Funkenstein has returned to Blam after looking over the car.
“I don’t own it anymore, I told you,” says Blam, annoyed. “It belonged to my late father. Vojvoda Šupljikac Square, number 7. You were his agent. It was the beginning of the war. I don’t know if you remember.”
“Vojvoda Šupljikac… Vojvoda Šupljikac…,” Funkenstein mumbles to himself, lowering his head and pressing a short, fat index finger to his nose. Suddenly he looks up. “Is your name Blam?”
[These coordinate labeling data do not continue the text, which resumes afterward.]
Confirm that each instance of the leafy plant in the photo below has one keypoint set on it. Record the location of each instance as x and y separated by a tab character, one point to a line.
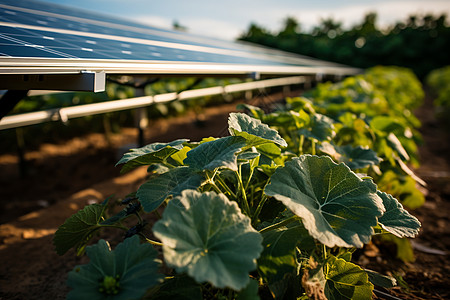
240	215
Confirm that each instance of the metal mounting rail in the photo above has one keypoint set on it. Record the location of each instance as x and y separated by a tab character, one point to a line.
66	113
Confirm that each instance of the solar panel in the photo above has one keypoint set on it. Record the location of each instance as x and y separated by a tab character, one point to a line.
41	38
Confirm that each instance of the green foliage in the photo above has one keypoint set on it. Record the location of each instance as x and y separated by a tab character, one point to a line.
256	213
346	280
396	219
419	43
206	235
150	154
439	81
171	183
124	273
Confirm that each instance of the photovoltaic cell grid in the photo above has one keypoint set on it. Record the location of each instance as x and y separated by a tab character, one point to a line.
31	29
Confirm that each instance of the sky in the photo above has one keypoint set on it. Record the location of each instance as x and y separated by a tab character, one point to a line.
227	19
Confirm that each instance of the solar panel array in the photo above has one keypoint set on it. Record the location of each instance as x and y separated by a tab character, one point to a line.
52	38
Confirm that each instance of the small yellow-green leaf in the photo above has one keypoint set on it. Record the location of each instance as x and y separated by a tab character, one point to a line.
253	130
337	207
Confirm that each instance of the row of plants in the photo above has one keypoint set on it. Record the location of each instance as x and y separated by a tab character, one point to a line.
268	212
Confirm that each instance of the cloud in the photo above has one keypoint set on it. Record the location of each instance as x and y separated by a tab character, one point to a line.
225	22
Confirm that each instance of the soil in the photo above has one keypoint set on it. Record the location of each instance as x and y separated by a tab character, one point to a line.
63	177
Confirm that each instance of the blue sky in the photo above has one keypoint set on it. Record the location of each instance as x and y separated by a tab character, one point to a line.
226	19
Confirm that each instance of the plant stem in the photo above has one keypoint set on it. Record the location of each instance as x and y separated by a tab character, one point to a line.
279	224
260	206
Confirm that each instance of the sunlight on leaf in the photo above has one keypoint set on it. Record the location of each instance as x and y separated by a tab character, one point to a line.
396	219
157	189
77	230
253	130
150	154
346	280
124	273
219	153
354	157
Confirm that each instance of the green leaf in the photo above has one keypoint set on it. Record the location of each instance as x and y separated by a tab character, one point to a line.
279	255
405	251
253	130
395	144
396	219
150	154
346	280
320	128
354	158
125	273
78	228
254	110
207	236
250	292
404	188
220	153
157	189
337	207
381	280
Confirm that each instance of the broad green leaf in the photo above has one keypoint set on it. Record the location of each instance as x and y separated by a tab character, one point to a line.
346	280
157	189
207	236
314	281
124	273
78	228
354	157
279	255
337	207
404	188
220	153
150	154
250	292
124	213
177	288
320	128
381	280
396	219
253	130
246	156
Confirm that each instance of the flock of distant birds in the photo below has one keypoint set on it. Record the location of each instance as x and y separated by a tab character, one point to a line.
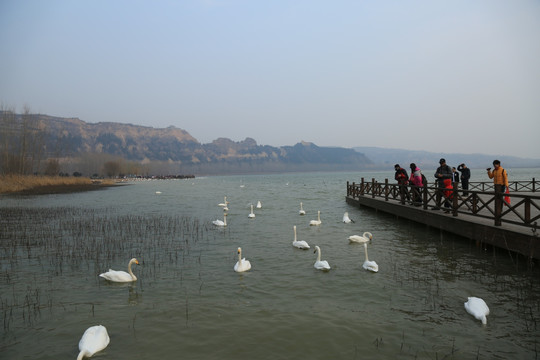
96	338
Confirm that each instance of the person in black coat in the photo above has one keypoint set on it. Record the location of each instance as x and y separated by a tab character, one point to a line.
444	172
465	176
402	178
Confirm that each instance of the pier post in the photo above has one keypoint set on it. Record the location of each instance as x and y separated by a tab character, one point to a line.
498	204
454	198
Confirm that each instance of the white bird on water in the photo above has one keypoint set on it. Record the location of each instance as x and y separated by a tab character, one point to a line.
242	264
477	308
318	221
346	218
302	212
369	265
299	244
121	276
224	203
94	339
361	238
320	264
221	222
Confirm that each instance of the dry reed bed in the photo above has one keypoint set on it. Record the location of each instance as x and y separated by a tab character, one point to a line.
38	246
20	183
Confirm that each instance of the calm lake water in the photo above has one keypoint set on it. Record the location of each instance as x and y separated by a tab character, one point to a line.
189	303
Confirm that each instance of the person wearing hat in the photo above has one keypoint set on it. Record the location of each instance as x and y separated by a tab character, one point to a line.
443	176
402	178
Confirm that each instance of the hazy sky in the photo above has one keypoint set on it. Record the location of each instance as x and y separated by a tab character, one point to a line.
451	76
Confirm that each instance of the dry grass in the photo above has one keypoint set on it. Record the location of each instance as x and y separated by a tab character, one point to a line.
24	183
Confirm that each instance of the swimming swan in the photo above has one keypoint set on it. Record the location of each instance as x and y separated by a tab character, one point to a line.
346	218
320	264
318	221
242	264
220	222
94	339
361	239
299	244
477	308
369	265
224	203
121	276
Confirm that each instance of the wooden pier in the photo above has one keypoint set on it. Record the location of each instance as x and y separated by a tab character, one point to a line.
481	214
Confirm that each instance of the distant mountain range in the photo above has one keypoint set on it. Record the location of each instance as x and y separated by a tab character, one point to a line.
174	151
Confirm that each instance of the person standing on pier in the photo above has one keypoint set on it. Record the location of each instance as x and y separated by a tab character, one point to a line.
444	178
416	181
402	178
465	176
499	176
455	175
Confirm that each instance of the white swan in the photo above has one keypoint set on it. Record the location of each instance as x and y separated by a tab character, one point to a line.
224	203
346	218
94	339
221	222
320	264
121	276
369	265
299	244
242	264
477	308
361	239
318	221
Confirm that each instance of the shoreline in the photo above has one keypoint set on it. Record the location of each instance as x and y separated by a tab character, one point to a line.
15	185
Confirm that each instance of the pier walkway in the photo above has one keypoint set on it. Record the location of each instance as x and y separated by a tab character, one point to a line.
481	214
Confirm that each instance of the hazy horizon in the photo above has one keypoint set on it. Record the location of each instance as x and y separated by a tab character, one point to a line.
453	77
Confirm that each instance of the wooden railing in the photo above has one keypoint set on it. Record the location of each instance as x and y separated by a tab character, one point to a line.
523	208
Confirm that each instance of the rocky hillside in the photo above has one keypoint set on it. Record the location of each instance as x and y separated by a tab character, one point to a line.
175	149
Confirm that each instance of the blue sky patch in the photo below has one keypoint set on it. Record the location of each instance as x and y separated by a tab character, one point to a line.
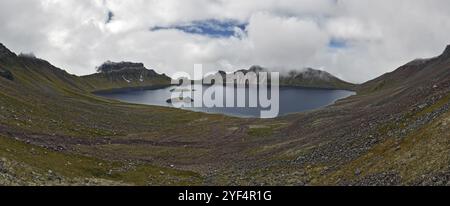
212	28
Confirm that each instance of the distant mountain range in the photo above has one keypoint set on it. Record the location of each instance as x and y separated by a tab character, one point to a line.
308	77
54	131
125	75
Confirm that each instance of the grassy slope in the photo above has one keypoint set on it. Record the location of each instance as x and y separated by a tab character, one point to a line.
53	131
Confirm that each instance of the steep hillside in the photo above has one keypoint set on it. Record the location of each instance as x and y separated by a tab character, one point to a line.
124	75
53	131
314	78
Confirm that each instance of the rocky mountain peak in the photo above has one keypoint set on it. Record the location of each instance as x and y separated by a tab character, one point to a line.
110	67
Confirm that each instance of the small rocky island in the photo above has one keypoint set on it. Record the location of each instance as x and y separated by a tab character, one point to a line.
180	100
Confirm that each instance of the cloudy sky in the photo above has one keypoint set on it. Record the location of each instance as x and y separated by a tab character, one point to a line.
353	39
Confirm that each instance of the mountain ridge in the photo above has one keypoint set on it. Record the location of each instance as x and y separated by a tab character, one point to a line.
54	131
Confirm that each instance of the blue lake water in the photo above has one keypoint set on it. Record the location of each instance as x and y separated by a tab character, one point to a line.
291	99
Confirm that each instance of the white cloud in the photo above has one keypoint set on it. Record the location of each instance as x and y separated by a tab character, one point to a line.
284	34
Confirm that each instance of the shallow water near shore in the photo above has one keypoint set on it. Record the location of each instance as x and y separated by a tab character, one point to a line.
291	99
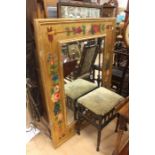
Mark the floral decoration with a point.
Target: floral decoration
(55, 92)
(94, 28)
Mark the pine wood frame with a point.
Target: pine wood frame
(50, 34)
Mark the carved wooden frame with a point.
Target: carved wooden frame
(77, 4)
(50, 34)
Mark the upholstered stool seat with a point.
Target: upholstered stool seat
(100, 101)
(98, 108)
(76, 89)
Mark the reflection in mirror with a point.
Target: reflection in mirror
(81, 59)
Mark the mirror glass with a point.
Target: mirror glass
(81, 59)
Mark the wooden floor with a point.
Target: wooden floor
(85, 144)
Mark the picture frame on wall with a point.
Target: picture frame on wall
(78, 10)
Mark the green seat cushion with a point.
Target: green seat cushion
(78, 88)
(100, 101)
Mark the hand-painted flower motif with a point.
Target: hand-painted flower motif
(55, 78)
(56, 108)
(56, 88)
(55, 97)
(108, 72)
(60, 116)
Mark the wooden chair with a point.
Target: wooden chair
(76, 89)
(98, 108)
(119, 70)
(84, 68)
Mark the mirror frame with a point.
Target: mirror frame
(50, 34)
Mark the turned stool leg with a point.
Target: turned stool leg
(98, 139)
(117, 124)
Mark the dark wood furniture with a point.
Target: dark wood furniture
(120, 68)
(84, 68)
(97, 108)
(69, 67)
(123, 120)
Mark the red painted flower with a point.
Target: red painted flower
(56, 97)
(78, 30)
“Yes. So you do remember.”
“Vaguely,” he said. “Well, what is it?”
“I was just wondering whether my father ever got the money for the house. The whole sum, I mean. The man who bought it was a tailor. Hajduković, I believe his name was. But then he sold it to somebody else…”
Funkenstein does not let him finish. “If I was the agent,” he says curtly, placing his hands on his chest and stretching the white shirt, “you can be sure it was paid in full.” He gives him a quick nod and holds out his hand. “Goodbye.” And off he goes, stepping briskly on his short legs and wide feet in the direction of the monument.
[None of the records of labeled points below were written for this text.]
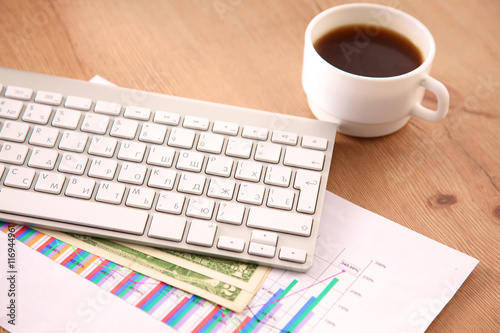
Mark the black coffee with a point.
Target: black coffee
(369, 51)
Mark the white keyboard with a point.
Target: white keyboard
(162, 171)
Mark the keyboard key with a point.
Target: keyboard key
(140, 197)
(275, 220)
(190, 161)
(10, 109)
(308, 183)
(264, 237)
(162, 178)
(231, 244)
(111, 109)
(153, 133)
(73, 141)
(248, 170)
(294, 255)
(191, 183)
(223, 127)
(132, 173)
(304, 158)
(134, 112)
(131, 151)
(47, 97)
(253, 132)
(314, 142)
(230, 212)
(210, 143)
(90, 214)
(287, 138)
(50, 182)
(161, 156)
(251, 193)
(268, 152)
(170, 202)
(181, 137)
(167, 227)
(14, 131)
(78, 103)
(124, 128)
(37, 114)
(44, 136)
(13, 153)
(43, 158)
(95, 123)
(201, 208)
(80, 187)
(280, 198)
(73, 163)
(21, 93)
(103, 168)
(239, 147)
(196, 123)
(201, 233)
(110, 193)
(261, 250)
(219, 166)
(221, 188)
(65, 118)
(20, 177)
(167, 118)
(278, 175)
(102, 146)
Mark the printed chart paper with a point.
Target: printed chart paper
(370, 274)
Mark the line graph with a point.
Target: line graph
(286, 302)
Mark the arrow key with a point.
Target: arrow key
(231, 244)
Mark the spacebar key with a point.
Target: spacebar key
(275, 220)
(74, 211)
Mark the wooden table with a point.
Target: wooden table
(440, 179)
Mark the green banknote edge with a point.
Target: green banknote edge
(201, 281)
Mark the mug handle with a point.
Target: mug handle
(443, 97)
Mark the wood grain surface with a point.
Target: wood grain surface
(440, 179)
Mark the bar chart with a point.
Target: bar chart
(286, 302)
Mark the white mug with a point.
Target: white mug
(370, 106)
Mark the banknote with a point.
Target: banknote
(183, 277)
(238, 274)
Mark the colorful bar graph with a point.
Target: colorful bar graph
(299, 317)
(185, 312)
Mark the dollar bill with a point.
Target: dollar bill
(183, 277)
(238, 274)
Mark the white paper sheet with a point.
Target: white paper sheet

VOJVODA ŠUPLJIKAC SQUARE lies not far from the center of town, in the maze of narrow old streets that now abut on the broad curve of New Boulevard. The houses form an oval around the square, and in its center is a neglected park surrounded by an iron fence with spikes bent out of shape by unruly arms and legs. The land has been so trampled that almost nothing grows there. The few benches are backless, their seats furrowed with lovers’ initials that rain has broadened into illegible scars. Only the trees lining the fence have been able to withstand destruction; they are tall and venerable, and their leafy crowns rise above the square like a vast green umbrella.
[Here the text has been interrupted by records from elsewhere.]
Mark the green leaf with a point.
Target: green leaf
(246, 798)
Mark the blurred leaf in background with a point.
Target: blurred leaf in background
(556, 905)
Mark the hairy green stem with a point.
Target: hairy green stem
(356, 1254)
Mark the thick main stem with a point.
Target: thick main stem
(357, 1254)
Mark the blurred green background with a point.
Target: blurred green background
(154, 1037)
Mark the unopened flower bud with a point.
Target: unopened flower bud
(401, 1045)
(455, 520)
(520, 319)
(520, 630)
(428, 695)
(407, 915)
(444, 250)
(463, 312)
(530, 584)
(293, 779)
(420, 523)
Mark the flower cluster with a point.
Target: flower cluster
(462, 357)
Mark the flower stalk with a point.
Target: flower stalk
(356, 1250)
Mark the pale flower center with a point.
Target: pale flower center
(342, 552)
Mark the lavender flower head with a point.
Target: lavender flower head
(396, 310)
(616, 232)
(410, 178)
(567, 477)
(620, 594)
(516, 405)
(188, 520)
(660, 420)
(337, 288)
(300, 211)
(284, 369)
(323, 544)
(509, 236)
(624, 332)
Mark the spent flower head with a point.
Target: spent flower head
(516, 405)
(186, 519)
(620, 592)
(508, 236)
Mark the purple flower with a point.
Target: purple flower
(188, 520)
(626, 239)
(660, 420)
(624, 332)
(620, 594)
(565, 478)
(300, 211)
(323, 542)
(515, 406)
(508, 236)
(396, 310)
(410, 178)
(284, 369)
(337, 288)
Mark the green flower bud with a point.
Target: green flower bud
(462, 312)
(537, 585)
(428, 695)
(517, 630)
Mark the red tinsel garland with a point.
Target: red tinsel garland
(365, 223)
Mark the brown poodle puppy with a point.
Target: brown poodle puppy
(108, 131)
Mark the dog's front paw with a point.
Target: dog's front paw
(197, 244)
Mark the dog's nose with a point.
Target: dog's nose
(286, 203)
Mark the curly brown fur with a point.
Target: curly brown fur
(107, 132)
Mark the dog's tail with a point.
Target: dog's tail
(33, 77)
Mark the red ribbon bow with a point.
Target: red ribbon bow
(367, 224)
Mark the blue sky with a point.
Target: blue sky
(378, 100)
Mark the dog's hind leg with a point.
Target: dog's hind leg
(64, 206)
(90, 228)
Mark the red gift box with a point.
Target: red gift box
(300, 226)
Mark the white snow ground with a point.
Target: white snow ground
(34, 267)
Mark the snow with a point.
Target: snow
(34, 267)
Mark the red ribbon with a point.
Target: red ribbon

Blam, too, was a participant in the destruction of this oasis. On his way home from school for lunch he and Čutura would jump over the fence, trample the grass, climb the trees, and eat the berries.
Before he made friends with Čutura, he had no idea that such things were possible or could give pleasure. He had climbed before, but only onto the hand pump of the well in the brick-paved courtyard of his house, where the sole reminder of nature was the flower bed running along the high, bare wall, which broke off abruptly at the separate apartment rented by a widow named Erzsébet Csokonay. The wildest his childhood ever got was jumping from the cold, slippery pump onto the bricks and fighting with his younger sister Estera, which meant a scolding from his mother, or with Puba Šmuk, when Puba’s mother came to visit the Blams and brought him along. The house was a fortress under invisible siege. Only relatives, friends of the family, and repairmen came to call — no strangers except for an occasional beggar. Guests could always count on homemade pastries and on fruit brought from the market and carefully washed.